Another frequent error is forgetting that checkers on the bar take priority. You cannot move a different checker first to open an entry point. Entry must happen with the board exactly as it stands after the opponent's turn.
Do not hit every blot simply because you can. A hit can be strong when the opponent has difficulty entering or when it improves your board. It can be harmful if your hitting checker is likely to be hit back while your home board is weak. Compare the opponent's return shots and entry chances before attacking.
Bear-off play also rewards accuracy. Keep an even distribution when possible and avoid leaving large gaps. Checkers stacked on one low point may waste high numbers, while isolated checkers on high points can require extra rolls. During a close race, one inefficient bear-off decision can decide the game.
Which backgammon variants should you know?
The two most useful variants to recognize are short backgammon, which usually follows the familiar hitting rules, and long backgammon, which changes the starting formation and interaction between checkers.
Short backgammon is the standard contact game described above. Blots can be hit, the bar plays a central role, and defensive anchors compete with attacking home-board structures.
Long backgammon, often associated with Narde, usually starts all 15 checkers together and does not allow checkers to be hit.
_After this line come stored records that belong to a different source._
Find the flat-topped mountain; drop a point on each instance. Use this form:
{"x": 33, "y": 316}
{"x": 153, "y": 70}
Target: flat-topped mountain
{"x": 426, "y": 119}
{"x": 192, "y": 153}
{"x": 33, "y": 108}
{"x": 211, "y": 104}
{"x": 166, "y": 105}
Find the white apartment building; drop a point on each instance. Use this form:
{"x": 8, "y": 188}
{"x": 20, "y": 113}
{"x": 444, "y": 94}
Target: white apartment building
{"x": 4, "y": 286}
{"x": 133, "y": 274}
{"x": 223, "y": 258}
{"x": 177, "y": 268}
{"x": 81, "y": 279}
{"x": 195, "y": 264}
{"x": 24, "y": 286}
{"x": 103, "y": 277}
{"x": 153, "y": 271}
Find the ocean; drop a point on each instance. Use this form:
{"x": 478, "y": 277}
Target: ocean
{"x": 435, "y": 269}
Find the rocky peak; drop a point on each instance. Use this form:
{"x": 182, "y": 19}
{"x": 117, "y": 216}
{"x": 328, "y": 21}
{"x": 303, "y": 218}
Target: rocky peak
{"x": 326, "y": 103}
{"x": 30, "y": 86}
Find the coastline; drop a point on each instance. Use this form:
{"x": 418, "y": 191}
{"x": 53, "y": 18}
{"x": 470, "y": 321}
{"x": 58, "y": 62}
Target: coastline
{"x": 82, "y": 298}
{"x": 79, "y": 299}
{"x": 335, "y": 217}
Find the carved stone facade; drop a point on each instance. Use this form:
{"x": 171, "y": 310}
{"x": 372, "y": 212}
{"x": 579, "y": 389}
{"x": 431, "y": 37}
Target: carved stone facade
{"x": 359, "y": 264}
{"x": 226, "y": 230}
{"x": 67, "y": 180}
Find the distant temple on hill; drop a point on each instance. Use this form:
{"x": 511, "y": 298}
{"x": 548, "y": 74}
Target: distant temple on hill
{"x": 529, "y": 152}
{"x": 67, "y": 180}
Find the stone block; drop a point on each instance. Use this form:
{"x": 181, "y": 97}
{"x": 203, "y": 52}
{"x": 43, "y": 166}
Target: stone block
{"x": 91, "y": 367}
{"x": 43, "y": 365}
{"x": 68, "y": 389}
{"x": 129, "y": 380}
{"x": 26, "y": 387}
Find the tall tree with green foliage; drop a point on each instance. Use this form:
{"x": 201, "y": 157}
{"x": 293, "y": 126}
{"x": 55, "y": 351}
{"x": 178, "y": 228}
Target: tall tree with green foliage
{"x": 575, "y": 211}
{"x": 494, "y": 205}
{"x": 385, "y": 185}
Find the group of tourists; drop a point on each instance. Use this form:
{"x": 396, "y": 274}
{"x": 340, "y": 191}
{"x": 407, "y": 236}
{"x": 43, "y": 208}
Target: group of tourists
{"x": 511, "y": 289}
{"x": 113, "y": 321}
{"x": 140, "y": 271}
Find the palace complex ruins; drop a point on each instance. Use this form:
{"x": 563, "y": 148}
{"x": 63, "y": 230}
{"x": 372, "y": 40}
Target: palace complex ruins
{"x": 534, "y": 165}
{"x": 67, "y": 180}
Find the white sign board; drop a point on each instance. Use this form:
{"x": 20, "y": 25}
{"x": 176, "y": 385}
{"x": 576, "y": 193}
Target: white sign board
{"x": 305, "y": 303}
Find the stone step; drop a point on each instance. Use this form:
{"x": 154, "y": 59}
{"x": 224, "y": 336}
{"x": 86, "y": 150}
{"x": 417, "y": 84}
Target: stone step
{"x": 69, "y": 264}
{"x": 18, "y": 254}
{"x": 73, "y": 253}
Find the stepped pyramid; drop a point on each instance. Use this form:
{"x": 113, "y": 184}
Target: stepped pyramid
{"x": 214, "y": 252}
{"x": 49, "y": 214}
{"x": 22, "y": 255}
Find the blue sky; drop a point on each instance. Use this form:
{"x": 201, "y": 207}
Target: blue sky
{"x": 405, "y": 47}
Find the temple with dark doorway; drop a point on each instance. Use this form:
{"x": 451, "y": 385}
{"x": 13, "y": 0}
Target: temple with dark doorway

Blocking, timing, and movement order become especially important. Exact rules for blockades and opening moves may differ between implementations, so read the version's rule panel before assuming standard backgammon rules apply.
Other regional variants may change the starting position, use special opening rolls, or begin with fewer checkers. The board can look identical while the legal tactics differ considerably.
What are the best backgammon games to play free?
The best free backgammon game is one that explains legal moves clearly, uses the variant you want, and lets you restart quickly enough to practice specific decisions.
For learning standard movement, choose a plainly labeled backgammon or short-backgammon game. Look for visible destination markers and a clear bar area. These features make it easier to understand why a move is legal or blocked. A move history or undo option is useful for practice, although competitive modes may intentionally disable undo.
A 3D presentation can make the board feel more physical, while a flat board may be easier to scan. Neither presentation changes the strategy. Choose the view in which you can quickly identify closed points, blots, the bar, and the direction of play.
Use long backgammon only when you deliberately want that variant. Its no-hitting structure develops planning and timing, but it will not teach bar entry or the tactical risks of blots. Alternating between short and long games can be instructive once you understand which rules have changed.
For effective practice, play a few games with one goal at a time. In one session, focus on using both dice correctly. In another, count exposed blots before confirming each move. Later, estimate the race before choosing between contact and safety. Focused repetition improves decision-making faster than simply playing quickly.
FAQ
Can you move the same checker twice in backgammon?
Yes. You may use both dice on one checker if the intermediate landing point and final landing point are legal. With doubles, the same checker can potentially move up to four times.
Do you have to use both dice in backgammon?
Yes, if both numbers can be played legally. If only one can be used, you must use that number. When either number works but both cannot be played, you must use the higher one.
When can you start bearing off in backgammon?
You may begin only after all 15 of your checkers are in your home board. If one is hit during bearing off, you must re-enter it and bring it home again before removing more checkers.
Is backgammon mostly luck or skill?
Dice create short-term uncertainty, but move selection, risk management, pip counting, cube decisions, and match strategy strongly influence results over repeated games.